Il Team H2politO è un team studentesco del Politecnico di Torino che partecipa dal 2008 alla Shell Ecomarathon, una gara in cui vince il veicolo che consuma meno. Il Team H2politO, grazie alla Sharebot NG, ha potuto realizzare componenti su misura con geometrie complesse, ma con elevati standard di rigidezza e leggerezza per il nuovo veicolo della categoria Urban Concept JUNO e il per il prototipo ad idrogeno IDRAkronos. La compattezza del dispositivo ha inoltre permesso di utilizzarlo anche ai box durante la gara, permettendo così al Team di realizzare rapidamente pezzi di ricambio o soluzioni real-time per alcuni guasti improvvisi.

SUPPORTO IDRAKRONOS

Progettazione

I pezzi realizzati sono stati ottimizzati a livello di geometria per adattarsi agli ingombri all’interno del veicolo o per ottenere il massimo della rigidezza, pur limitando al minimo le masse. Questi requisiti hanno richiesto la produzione di componenti stampati in 3D con forme complesse, non realizzabili con altre tecnologie, considerando anche l’esiguo numero di pezzi prodotti (due/tre per ciascun componente).
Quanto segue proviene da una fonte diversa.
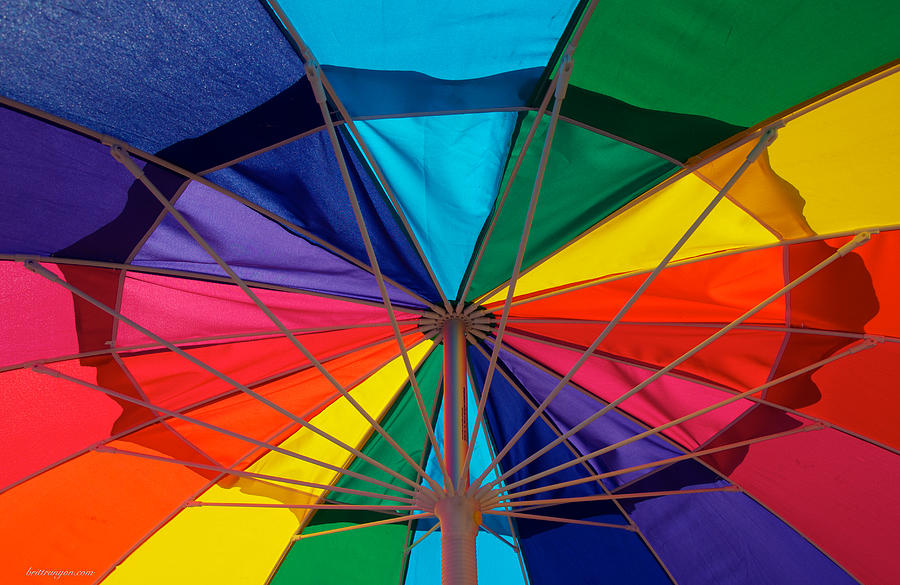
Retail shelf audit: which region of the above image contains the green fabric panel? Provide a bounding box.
[271,511,407,585]
[467,112,675,300]
[560,86,745,162]
[571,0,900,126]
[328,345,444,506]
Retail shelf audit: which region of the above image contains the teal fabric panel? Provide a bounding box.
[405,384,528,585]
[359,112,516,299]
[279,0,577,79]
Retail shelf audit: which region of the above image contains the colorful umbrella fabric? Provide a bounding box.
[0,0,900,585]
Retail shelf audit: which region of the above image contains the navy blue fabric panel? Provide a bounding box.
[492,344,684,489]
[623,461,856,585]
[208,130,439,300]
[0,107,184,262]
[516,508,681,585]
[0,0,303,152]
[468,346,625,502]
[468,347,671,585]
[322,65,544,117]
[156,77,325,173]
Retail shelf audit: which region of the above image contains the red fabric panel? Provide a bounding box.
[0,262,78,367]
[784,343,900,448]
[0,361,122,488]
[116,272,415,346]
[500,243,784,323]
[109,325,413,425]
[706,409,900,585]
[504,337,750,449]
[122,333,421,468]
[0,444,208,584]
[510,323,784,390]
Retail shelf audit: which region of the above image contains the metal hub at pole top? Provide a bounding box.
[419,314,493,585]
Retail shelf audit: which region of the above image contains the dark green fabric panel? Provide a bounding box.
[561,86,746,162]
[328,346,444,506]
[571,0,900,126]
[271,511,407,585]
[467,113,675,300]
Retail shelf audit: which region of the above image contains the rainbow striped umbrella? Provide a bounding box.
[0,0,900,585]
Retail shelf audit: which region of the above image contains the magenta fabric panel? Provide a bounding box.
[706,407,900,585]
[116,272,416,346]
[503,336,751,449]
[0,361,122,490]
[0,262,78,367]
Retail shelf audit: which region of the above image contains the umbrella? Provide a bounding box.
[0,0,900,585]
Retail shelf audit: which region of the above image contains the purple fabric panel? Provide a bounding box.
[500,342,684,489]
[134,182,421,306]
[622,461,856,585]
[0,107,176,262]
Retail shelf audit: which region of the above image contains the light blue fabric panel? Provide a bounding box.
[359,112,516,299]
[280,0,577,79]
[405,378,528,585]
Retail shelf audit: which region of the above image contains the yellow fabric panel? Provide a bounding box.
[485,171,776,302]
[769,73,900,234]
[103,341,432,585]
[697,140,814,239]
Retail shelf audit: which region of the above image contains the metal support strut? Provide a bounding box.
[442,318,481,585]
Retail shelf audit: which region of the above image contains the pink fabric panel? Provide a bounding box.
[503,337,751,449]
[0,262,78,367]
[708,415,900,585]
[116,272,416,346]
[0,361,122,489]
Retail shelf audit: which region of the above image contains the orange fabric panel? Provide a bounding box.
[500,243,784,323]
[0,444,208,584]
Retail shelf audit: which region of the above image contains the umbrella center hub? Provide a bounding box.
[419,305,496,339]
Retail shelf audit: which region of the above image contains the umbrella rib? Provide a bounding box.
[25,261,436,488]
[484,508,635,532]
[459,0,612,305]
[473,130,775,484]
[479,65,900,306]
[485,485,743,513]
[89,416,304,583]
[499,423,827,500]
[505,327,900,455]
[482,340,877,500]
[456,51,574,490]
[302,56,450,491]
[110,149,437,486]
[268,0,451,312]
[476,233,869,496]
[96,446,415,505]
[458,64,560,310]
[403,520,441,555]
[492,224,900,307]
[33,366,424,496]
[292,512,434,542]
[113,353,220,465]
[0,254,425,315]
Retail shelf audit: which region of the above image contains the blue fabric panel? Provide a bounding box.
[623,461,856,585]
[134,182,420,306]
[469,348,671,585]
[359,113,516,299]
[208,130,439,300]
[323,66,544,118]
[0,0,303,152]
[468,347,626,502]
[492,347,684,489]
[280,0,577,79]
[0,107,184,262]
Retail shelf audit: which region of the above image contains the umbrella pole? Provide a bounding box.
[434,318,481,585]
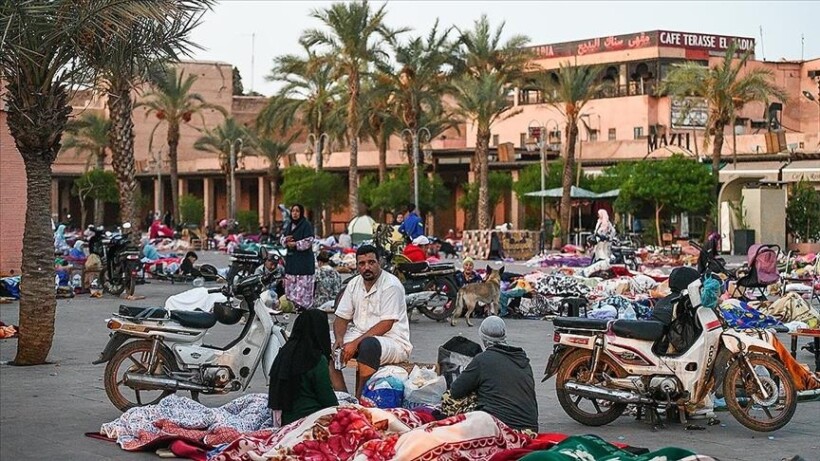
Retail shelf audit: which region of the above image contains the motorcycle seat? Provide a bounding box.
[119,304,168,319]
[552,317,609,331]
[171,311,216,330]
[612,320,664,341]
[398,261,430,274]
I materiali utilizzati sono PLA o ABS a seconda delle caratteristiche meccaniche richieste.

Simulazioni

Al fine di realizzare componenti estremizzati per dimensioni e prestazioni è stata necessaria un’ottimizzazione e una successiva analisi agli elementi finiti per verifica. Questo processo consente di capire dove il materiale è realmente necessario, limitando così sia il costo sia i tempi di produzione. Poiché le schede elettroniche sono fissate al relativo supporto con viti, gli inserti metallici sono stati inseriti per pressione nella plastica, evitando l’usura della plastica dopo pochi utilizzi e prolungando la vita del componente stesso.

SIMULAZIONE SUPPORTO TELEMETRIA
SUPPORTO DELLA TELEMETRIA REALIZZATO

Assiemi

La versatilità e l’elevata finitura superficiale garantita dalla Sharebot NG ha permesso di accoppiare più elementi. La Figura 1, mostra il giunto degli specchietti retrovisori di JUNO che deve garantire una totale regolazione. La Figura 2 mostra l’accoppiamento ad incastro realizzato per la scheda elettronica di attuazione (per il controllo del veicolo) di IDRAkronos, mentre in Figura 3 è riportato il suo posizionamento a bordo veicolo, in cui una parte rimane solidale alla scocca del veicolo e l’altra è mobile e facilmente removibile.